Wales politics

MPs call for "serious look" at Wales Office merger

Cheryl Gillan in the Wales Office
Image caption Cheryl Gillan at her desk in the Wales Office

MPs have suggested merging the UK government departments responsible for Wales, Scotland and Northern Ireland.

A report by a Commons committee recommends a "serious look" at the Whitehall arrangements for the three devolved nations.

It comes after a row about the future of the Wales Office in the wake of the Yes vote in the referendum on the assembly's law-making powers.

Downing Street said there were no plans to change the structure.

The suggestion is contained in a report from the Public Administration Select Committee (Pasc) into the wider question of the size of the UK government.

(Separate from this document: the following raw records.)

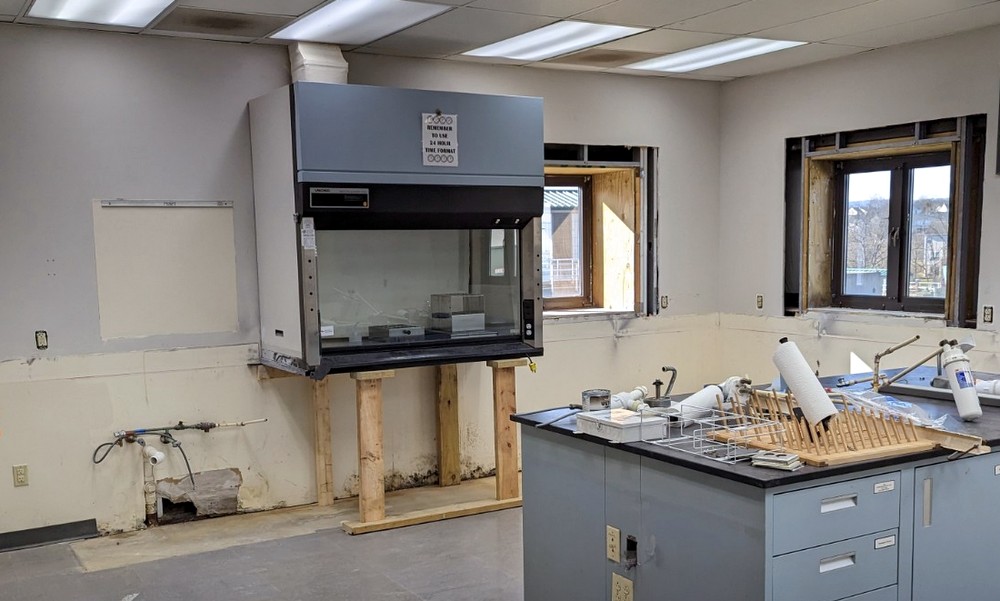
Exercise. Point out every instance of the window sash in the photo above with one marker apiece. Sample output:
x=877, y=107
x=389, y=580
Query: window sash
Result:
x=897, y=296
x=586, y=298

It says the Westminster government appoints too many ministers and should reduce the number by the middle of the parliament.

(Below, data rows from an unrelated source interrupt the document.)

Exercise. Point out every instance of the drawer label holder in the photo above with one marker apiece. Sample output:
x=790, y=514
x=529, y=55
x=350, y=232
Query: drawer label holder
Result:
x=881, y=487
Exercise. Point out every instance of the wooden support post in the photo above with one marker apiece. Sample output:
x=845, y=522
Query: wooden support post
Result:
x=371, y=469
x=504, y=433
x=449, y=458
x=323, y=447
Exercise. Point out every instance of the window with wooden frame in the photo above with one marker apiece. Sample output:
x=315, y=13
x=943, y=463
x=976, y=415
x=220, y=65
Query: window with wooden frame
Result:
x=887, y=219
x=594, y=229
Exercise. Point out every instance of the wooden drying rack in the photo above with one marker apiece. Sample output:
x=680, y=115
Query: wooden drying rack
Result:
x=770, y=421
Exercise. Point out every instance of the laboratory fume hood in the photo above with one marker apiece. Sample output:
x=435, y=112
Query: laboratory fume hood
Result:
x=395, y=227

It recommends "a serious look at the Whitehall departments of state for Scotland, Wales and Northern Ireland".

"Merging together these departments would not involve a major reorganisation given the relatively small size of the three respective offices," it says.

The change would save two Cabinet posts and one junior minister.

The Wales Office employs 60 staff, the Scottish Office 100 and the Northern Ireland Office 110.

At the weekend assembly presiding officer Lord Elis-Thomas said the Wales Office could be wound up.

Following the referendum in favour of direct law-making powers for the assembly, the Wales Office no longer has to handle bids for powers from Cardiff.

Lord Elis-Thomas was met with an angry reaction from Wales Office ministers and shadow Welsh secretary Peter Hain.

'Powerful voice'

The Conservative MP for Aberconwy, Guto Bebb, said Thursday's report was not a response to last week's Welsh referendum, but comes after a decision to cut the number of MPs from 650 to 600.

He said it was important Wales had a strong voice around the Cabinet table, particularly as the UK government embarks on an inquiry into how the assembly is funded.

"But in the long term I think there is a debate to be had as to whether the Welsh voice at the Cabinet table is going to be heard through a Wales Office or whether we could be looking at a Cabinet Secretary responsible for the three devolved nations," he said.

"That is something I'm willing to debate, but I think in the short term the Welsh Office must remain."

Responding to the Pasc report, Mr Hain said the previous Labour government rejected the idea of merging the Wales Office.

"What matters is that Wales has a powerful voice around the Cabinet table with Welsh officials in support," he said.

A Downing Street spokesperson said: "The secretary of states and ministers for the devolved administrations are prime ministerial appointments; they do an important job representing their countries' interests at UK government level and UK government interests in the devolved administrations.

"There are no plans to change this structure."